Voters Elect To Keep Racist Language In Alabama State Constitution

Alabama voters elected to keep language requiring separate schools for black and white students intact within the state Constitution by rejecting Amendment 4 on Tuesday.

The rejection was a response to an outcry from educators and legislators who argued the amendment did not go far enough in its attempts to rewrite the state’s most powerful document.

Federal law has since made the controversial language, which also requires the levy of a poll tax, legally obsolete. But the amendment’s supporters had argued that the language sent the wrong message about Alabama to individuals and entities outside the state.

The amendment’s opponents say any eventual rewrite should also eliminate the phrasing that denies Alabamians’ constitutional right to an education.

Henry Mabry, executive secretary of the Alabama Education Association, viewed Tuesday’s result as a vote for educational access.

“The defeat of Amendment 4 should send a clear message to Montgomery that the rights of our school children to a public education should stand,” Mabry said Tuesday. “Alabama spoke tonight, and the state’s people said they value a public education for our children.”

Amendment 4 was the only one out of 11 proposed constitutional amendments that did not pass.

By twice rejecting amendments that would strike controversial language – one that would eliminate phrasing about the right to a public education, and one that would not – it appears Alabama prefers the status quo to the danger of unintended legal consequences that may come with reform, said Rep. Demetrius Newton, D-Birmingham.

“Alabama seems to be pretty satisfied with the language in the Constitution,” Newton said.

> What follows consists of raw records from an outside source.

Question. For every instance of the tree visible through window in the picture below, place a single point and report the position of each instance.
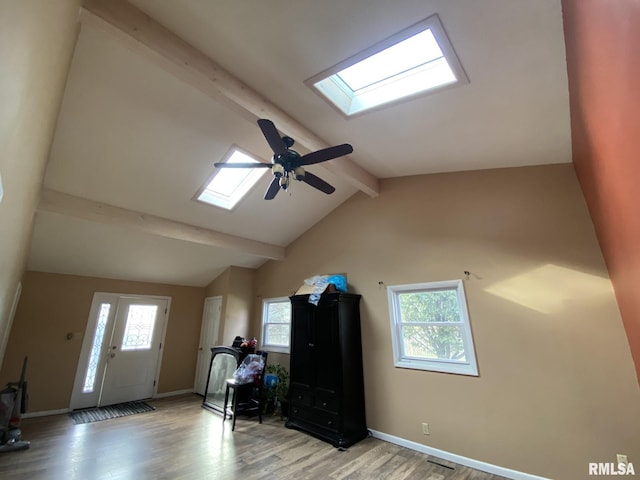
(430, 327)
(276, 324)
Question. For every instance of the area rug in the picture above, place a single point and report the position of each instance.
(98, 414)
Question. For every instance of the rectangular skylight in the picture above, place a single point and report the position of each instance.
(229, 185)
(417, 60)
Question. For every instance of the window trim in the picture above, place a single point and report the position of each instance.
(265, 305)
(469, 367)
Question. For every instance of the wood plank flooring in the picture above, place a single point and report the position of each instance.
(181, 440)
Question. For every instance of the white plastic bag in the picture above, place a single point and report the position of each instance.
(249, 369)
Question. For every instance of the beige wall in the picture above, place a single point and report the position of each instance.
(53, 305)
(36, 44)
(602, 62)
(235, 286)
(557, 387)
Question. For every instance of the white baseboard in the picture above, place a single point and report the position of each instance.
(452, 457)
(46, 413)
(173, 394)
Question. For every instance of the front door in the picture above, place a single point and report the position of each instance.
(121, 350)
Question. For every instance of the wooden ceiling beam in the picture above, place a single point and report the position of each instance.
(147, 37)
(62, 203)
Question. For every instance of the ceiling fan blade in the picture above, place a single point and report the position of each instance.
(270, 132)
(316, 182)
(243, 165)
(272, 191)
(326, 154)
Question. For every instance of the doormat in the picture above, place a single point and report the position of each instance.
(98, 414)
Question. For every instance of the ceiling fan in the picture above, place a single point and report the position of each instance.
(287, 163)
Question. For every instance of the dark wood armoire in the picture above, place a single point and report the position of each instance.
(326, 379)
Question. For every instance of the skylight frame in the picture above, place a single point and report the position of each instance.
(339, 95)
(229, 202)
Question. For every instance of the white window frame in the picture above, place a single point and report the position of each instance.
(401, 360)
(265, 310)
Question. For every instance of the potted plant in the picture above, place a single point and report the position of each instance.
(277, 395)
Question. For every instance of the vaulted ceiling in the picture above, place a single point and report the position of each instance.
(159, 90)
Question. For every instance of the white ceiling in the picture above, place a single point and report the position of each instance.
(132, 135)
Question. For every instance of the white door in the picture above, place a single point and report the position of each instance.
(121, 350)
(208, 339)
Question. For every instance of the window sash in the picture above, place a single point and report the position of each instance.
(455, 354)
(268, 325)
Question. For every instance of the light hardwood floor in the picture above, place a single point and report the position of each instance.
(181, 440)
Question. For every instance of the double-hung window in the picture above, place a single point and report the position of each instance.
(430, 327)
(276, 324)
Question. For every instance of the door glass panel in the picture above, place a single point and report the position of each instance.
(96, 347)
(138, 332)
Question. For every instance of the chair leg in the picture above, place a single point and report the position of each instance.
(224, 405)
(235, 408)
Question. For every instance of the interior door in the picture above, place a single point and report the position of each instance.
(134, 350)
(208, 339)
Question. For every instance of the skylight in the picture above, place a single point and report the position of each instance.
(229, 185)
(417, 60)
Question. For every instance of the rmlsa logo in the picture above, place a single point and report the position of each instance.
(611, 469)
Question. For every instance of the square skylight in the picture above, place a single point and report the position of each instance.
(229, 185)
(418, 60)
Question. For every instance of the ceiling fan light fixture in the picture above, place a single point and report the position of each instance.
(278, 170)
(298, 173)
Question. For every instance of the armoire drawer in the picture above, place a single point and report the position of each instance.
(301, 397)
(321, 419)
(326, 401)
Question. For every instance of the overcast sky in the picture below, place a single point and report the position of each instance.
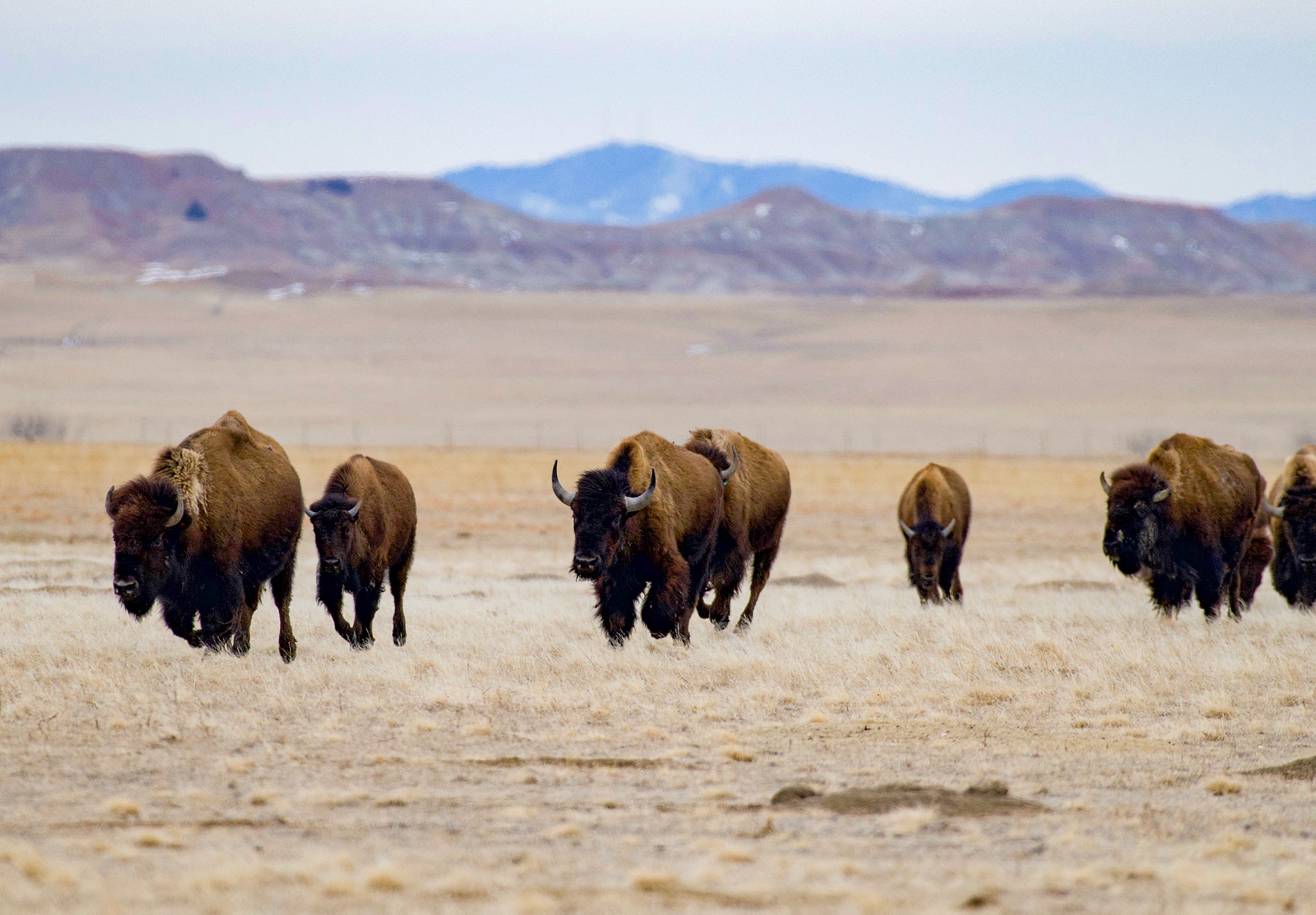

But supporters of the revision argued that the mandates are not a positive reflection on the state. Billy Canary, CEO of Business Council of America, told a local news station that removing the amendment would give Alabama “the type of image that helps us promote ourselves as a state around the nation and around the world.”

But black legislators and the Alabama Education Association believe the amendment would have done more harm than good.

Amendment 4 was struck down by 61 percent of voters. This is the second time lawmakers have tried to pass legislation removing the racist language from the 1901 Constitution.